Literature DB >> 8328958

Arginine is essential for the alpha-amylase inhibitory activity of the alpha-amylase/subtilisin inhibitor (BASI) from barley seeds.

J Abe1, U Sidenius, B Svensson.   

Abstract

Treatment of barley alpha-amylase/subtilisin inhibitor (BASI) with reagents specific for arginine, histidine, methionine and tyrosine residues and amino and carboxyl groups indicates that an arginine residue(s) is essential for its action on the target enzyme barley alpha-amylase 2. Phenylglyoxal modified eight out of 12 arginine residues in BASI. Kinetic analysis shows that the inactivation of BASI follows a pseudo-first-order reaction and is due to reaction with one molecule of phenylglyoxal; the second-order rate constant is determined to be 2.95 M-1.min-1. At pH 8.0, BASI and barley alpha-amylase 2 form an inactive 1:1 complex. The Ki value of this association is 2.2 x 10(-10) M. The alpha-amylase protects four arginine residues and also the alpha-amylase inhibitory activity of BASI against phenylglyoxal.
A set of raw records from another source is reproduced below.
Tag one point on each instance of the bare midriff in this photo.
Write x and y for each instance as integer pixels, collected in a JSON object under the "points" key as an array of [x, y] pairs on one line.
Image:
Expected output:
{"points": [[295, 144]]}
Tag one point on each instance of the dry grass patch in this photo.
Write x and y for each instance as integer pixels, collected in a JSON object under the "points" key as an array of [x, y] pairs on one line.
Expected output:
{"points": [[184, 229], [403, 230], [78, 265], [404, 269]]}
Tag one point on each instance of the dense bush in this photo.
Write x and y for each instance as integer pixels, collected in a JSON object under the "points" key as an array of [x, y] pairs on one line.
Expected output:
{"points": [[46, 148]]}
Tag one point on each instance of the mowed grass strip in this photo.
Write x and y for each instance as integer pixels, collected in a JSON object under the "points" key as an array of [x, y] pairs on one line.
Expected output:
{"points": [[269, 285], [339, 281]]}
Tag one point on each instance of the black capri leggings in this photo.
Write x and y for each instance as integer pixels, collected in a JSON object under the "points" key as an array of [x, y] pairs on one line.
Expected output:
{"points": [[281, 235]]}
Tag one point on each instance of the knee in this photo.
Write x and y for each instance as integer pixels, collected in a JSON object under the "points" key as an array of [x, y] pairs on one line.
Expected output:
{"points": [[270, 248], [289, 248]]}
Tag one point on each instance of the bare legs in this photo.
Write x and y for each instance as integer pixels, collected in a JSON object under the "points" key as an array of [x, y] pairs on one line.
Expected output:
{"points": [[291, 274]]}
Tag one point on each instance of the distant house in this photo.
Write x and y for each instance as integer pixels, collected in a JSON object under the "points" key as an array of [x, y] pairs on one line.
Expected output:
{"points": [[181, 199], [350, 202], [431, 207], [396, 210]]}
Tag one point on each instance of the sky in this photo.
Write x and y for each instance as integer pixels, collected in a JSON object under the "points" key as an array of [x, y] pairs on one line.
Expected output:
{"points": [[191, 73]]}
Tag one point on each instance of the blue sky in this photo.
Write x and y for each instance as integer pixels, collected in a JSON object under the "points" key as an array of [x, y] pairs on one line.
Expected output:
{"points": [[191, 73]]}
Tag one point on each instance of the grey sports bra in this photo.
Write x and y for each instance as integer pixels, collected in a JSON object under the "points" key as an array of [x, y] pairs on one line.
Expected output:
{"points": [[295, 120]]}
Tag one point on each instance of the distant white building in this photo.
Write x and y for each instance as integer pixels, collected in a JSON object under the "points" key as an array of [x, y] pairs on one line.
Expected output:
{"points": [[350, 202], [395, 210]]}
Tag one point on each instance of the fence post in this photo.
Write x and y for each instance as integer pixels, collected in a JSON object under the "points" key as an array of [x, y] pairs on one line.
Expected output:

When BASI from the phenylglyoxal-modified target enzyme-inhibitor complex is isolated and subjected to a second treatment with phenylglyoxal, four additional arginine residues are modified, with concomitant loss of the inhibitory activity. These results are discussed in relation to a three-dimensional model of BASI based on the known structure of the corresponding inhibitor from wheat.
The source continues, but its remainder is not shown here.